I personally use only these:
Linear MCP, so I explain what’s needed to be done only once.
Figma MCP to provide links to the design, so Claude can get understanding of the design. It uses many tokens though, so better to turn it off and provide screens of the design if you are not on x20 Max plan.
Tip: Use Ctrl+V(not cmd +v!) combination to insert a picture into claude code
Serena MCP to give Claude ability to work with code as a code and not simple text. From a pragmatic standpoint it speeds up claude significantly as the time to read files drops.
Context7 to use up to date technical documentation. Cannot say that it has a big impact as I work primarily with mature tech(who am I kidding, it’s legacy).
There are bunch of MCPs that give an access to browser to Claude, I am afraid to use them now as not enough time passed for them to mature.
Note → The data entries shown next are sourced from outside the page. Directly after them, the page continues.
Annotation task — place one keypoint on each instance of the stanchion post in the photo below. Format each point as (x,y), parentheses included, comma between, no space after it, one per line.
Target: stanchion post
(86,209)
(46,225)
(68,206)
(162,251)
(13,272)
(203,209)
It wouldn’t speed up me tremendously, so it’s not worth the risk.
Here is my .mcp file that you need to put in the root of the project:
{
"mcpServers": {
"Figma Dev Mode MCP": {
"type": "sse",
"url": "http://127.0.0.1:3845/sse"
},
"linear": {
"command": "npx",
"args": ["-y", "mcp-remote", "https://mcp.linear.app/sse"]
},
"context7": {
"command": "npx",
"args": ["-y", "@upstash/context7-mcp"]
},
"serena": {
"command": "/opt/homebrew/bin/uvx",
"args": [
"--from",
"git+https://github.com/oraios/serena",
"serena-mcp-server"
]
}
}
}So now your junior partner has a bunch of tools at their disposal, it’s their first time at work so they will ask for your approval literally for everything, e.g running a linter.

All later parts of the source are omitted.